March 2010 Archives

Cascading-DBMigrate

|

Nathan at BackType has announced and released Cascading-DBMigrate.

In short, DBMigrate is a more flexible and reliable alternative to Sqoop for moving data to/from a relational data store.

Cascading.JDBC has been around for quite a while, but DBMigrate overcomes some of the limitations when dealing with MySQL servers (AsterData did not have the same limitations) and OFFSET/LIMIT queries.

Riffle: Lightweight Workflow

|

Riffle has been announced on the Mahout mailing list.

Riffle is a lightweight Java library for executing collections of dependent processes as a single process. It is Apache licensed so it can be included in non-GPL compatible projects.
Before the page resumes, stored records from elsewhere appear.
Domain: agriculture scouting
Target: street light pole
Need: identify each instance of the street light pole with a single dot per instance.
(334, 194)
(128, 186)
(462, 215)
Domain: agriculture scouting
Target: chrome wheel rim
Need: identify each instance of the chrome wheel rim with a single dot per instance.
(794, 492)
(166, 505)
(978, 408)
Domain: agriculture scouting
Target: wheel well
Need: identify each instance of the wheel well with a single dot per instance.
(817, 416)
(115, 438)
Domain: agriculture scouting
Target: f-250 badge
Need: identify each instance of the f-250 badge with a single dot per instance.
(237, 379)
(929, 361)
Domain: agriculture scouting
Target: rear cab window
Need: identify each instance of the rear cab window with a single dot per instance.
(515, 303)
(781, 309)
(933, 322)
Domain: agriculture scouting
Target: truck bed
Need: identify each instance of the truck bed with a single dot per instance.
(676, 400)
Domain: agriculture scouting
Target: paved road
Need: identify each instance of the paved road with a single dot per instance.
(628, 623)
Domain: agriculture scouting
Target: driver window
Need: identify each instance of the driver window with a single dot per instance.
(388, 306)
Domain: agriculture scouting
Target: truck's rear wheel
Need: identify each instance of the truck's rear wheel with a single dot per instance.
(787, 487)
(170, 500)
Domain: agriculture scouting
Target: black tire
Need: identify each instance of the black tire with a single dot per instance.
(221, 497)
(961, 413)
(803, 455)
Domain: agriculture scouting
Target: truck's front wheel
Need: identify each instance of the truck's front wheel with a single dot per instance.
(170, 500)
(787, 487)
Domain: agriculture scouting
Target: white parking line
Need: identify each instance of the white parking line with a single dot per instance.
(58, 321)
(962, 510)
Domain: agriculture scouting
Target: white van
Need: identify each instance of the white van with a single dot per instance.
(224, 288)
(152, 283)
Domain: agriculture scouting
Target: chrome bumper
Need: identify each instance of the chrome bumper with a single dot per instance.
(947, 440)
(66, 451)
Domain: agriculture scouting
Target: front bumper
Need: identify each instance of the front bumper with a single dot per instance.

The next major version of Cascading (1.2) will support the Riffle annotations so that projects like Mahout and Pig can participate in a Cascading Cascade execution.

Riffle can be found on its GitHub project page.
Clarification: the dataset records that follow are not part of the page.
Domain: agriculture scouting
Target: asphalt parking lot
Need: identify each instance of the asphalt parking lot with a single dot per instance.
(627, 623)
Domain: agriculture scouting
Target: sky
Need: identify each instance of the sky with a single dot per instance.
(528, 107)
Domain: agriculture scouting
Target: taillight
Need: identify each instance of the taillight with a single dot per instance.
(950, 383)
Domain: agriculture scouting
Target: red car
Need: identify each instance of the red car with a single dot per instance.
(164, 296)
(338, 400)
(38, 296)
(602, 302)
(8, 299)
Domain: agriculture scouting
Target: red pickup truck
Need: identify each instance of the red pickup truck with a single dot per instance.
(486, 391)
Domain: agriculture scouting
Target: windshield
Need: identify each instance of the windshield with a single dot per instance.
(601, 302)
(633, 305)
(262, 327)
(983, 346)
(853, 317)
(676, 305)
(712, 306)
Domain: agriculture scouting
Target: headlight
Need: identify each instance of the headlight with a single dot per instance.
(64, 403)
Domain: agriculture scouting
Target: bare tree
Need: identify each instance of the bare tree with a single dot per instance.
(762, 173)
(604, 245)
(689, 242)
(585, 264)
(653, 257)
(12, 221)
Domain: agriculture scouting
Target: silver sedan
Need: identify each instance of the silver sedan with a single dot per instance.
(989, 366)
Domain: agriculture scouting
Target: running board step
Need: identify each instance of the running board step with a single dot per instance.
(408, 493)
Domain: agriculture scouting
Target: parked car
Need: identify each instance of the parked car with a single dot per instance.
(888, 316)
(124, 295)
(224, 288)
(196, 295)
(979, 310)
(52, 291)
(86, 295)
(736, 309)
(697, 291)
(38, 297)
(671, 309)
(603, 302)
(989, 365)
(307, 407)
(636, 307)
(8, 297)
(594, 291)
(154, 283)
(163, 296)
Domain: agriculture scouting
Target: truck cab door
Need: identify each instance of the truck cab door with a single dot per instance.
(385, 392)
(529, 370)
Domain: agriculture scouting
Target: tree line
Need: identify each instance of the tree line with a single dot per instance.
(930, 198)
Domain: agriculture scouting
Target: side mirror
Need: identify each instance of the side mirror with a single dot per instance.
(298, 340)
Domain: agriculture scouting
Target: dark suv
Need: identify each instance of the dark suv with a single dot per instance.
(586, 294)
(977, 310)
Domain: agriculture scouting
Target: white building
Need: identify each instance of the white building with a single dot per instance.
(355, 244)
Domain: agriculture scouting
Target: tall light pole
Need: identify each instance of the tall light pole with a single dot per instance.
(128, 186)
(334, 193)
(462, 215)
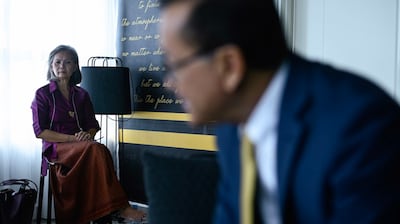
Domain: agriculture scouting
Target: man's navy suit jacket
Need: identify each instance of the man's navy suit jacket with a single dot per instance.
(338, 151)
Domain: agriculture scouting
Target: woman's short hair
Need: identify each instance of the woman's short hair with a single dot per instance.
(77, 75)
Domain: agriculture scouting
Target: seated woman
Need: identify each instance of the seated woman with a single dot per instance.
(83, 180)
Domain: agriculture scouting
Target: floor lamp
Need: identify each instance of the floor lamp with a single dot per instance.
(109, 90)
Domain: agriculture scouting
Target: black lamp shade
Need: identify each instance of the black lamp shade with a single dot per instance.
(109, 89)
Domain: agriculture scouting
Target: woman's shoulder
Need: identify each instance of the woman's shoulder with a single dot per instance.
(43, 89)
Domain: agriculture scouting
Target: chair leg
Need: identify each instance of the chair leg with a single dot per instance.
(40, 200)
(49, 200)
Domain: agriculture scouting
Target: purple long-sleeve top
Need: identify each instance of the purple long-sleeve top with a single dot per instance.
(51, 110)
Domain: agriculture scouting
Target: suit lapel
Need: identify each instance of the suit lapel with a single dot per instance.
(291, 128)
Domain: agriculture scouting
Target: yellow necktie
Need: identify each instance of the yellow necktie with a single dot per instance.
(248, 180)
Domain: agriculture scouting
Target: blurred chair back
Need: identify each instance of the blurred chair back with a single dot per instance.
(180, 185)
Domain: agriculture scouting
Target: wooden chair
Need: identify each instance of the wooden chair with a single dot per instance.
(40, 198)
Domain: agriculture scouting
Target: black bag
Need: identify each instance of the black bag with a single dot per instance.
(16, 206)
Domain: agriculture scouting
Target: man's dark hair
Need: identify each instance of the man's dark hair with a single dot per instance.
(76, 77)
(252, 25)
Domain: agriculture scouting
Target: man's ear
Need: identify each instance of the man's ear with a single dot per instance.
(230, 67)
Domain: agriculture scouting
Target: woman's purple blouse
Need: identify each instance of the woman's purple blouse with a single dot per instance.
(51, 110)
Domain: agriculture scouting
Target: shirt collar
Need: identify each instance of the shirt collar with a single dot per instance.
(267, 108)
(53, 86)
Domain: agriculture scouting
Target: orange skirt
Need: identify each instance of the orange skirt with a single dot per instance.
(84, 183)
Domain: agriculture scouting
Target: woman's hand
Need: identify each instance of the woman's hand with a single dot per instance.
(82, 136)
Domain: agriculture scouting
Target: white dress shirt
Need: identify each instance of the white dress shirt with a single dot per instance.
(261, 128)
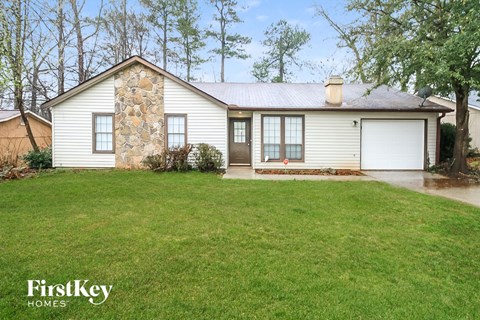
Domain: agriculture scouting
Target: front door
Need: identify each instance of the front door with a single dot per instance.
(239, 141)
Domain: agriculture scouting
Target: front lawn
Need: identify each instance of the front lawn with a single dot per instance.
(194, 246)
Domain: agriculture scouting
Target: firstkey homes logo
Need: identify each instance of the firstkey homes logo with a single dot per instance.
(42, 294)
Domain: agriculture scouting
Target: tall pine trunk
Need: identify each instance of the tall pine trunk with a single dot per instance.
(461, 138)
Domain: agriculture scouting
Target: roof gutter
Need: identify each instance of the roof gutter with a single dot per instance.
(276, 109)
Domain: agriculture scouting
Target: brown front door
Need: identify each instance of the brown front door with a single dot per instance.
(239, 141)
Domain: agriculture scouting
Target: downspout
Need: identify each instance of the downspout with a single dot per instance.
(437, 154)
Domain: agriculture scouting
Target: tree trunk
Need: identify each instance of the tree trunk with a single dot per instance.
(20, 36)
(80, 51)
(223, 45)
(165, 36)
(60, 49)
(461, 138)
(19, 104)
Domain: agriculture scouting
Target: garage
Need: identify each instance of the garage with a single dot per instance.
(392, 144)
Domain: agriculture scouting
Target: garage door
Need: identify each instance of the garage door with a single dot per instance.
(393, 144)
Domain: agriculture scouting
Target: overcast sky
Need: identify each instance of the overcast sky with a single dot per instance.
(258, 15)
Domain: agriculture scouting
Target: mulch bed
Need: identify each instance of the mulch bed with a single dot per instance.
(315, 172)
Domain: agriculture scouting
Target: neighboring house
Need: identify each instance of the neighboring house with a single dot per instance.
(474, 115)
(135, 109)
(14, 140)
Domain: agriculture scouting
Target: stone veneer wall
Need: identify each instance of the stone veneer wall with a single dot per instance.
(139, 115)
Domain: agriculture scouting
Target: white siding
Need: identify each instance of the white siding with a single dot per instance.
(72, 127)
(206, 121)
(331, 140)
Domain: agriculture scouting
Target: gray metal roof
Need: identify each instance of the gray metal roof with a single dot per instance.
(308, 96)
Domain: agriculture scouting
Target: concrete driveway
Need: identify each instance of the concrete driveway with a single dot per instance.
(429, 183)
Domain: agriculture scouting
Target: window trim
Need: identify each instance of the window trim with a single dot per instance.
(282, 137)
(167, 115)
(94, 140)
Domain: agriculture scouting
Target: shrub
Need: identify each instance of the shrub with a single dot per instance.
(208, 158)
(39, 160)
(447, 142)
(173, 159)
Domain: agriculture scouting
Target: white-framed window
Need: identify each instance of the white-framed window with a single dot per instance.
(271, 137)
(283, 137)
(176, 130)
(294, 138)
(239, 131)
(103, 127)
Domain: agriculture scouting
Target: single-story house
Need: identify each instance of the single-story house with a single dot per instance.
(474, 115)
(14, 141)
(135, 109)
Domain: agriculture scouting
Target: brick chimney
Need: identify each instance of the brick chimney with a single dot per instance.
(333, 90)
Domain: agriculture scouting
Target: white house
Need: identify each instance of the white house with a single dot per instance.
(135, 109)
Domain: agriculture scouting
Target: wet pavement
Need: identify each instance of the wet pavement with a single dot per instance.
(429, 183)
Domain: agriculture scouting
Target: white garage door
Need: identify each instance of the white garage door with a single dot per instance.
(393, 144)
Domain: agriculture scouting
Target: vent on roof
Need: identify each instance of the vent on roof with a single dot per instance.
(333, 90)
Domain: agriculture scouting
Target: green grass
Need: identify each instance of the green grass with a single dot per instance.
(194, 246)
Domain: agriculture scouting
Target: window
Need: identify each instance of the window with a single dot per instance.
(103, 133)
(271, 137)
(293, 138)
(239, 131)
(176, 131)
(283, 137)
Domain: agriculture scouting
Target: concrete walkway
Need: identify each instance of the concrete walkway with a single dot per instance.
(429, 183)
(419, 181)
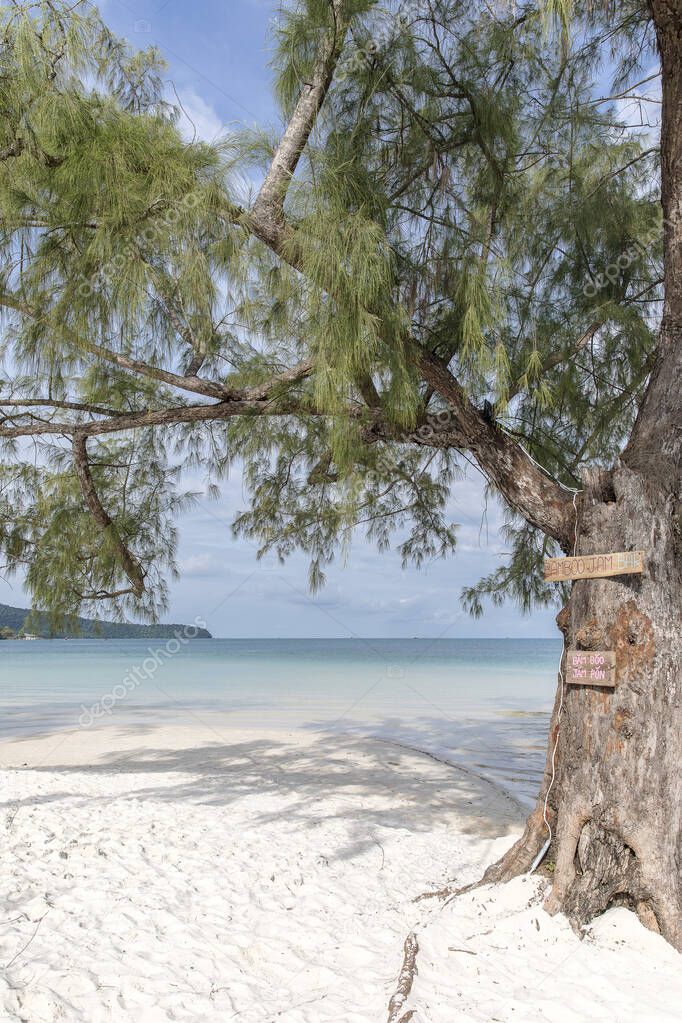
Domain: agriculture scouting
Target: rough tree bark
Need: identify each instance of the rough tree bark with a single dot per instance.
(616, 803)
Cascading 1.1 RC1 Available

|

Cascading 1.1 RC1 is now available from the downloads page.

You can read about all the changes in the CHANGES.txt file.

Note we are no longer serving downloads from Google Code but from links off the download page.

Cascading at RazorFish and AWS

|
Check out the new Case Study published by Amazon on User Segmentation at RazorFish.

SimpleDB Support

|

Bixo Labs has recently announced a new project for integrating Hadoop and Cascading with Amazon Simple DB. Check it out on GitHub at cascading.simpledb.

This is in part a result of their Public Terabyte Dataset Project in AWS.

Cascading 1.1 User Guide Draft

|

In anticipation for the Cascading 1.1 release this month, we have published a draft of the 1.1 User Guide.

Please feel free to review and email in any comments or suggestions to the mailing list.

To download the most recent build of Cascading 1.1, please visit the download page at Concurrent. There are plans to have a 1.1 final release candidate available on the community site this week.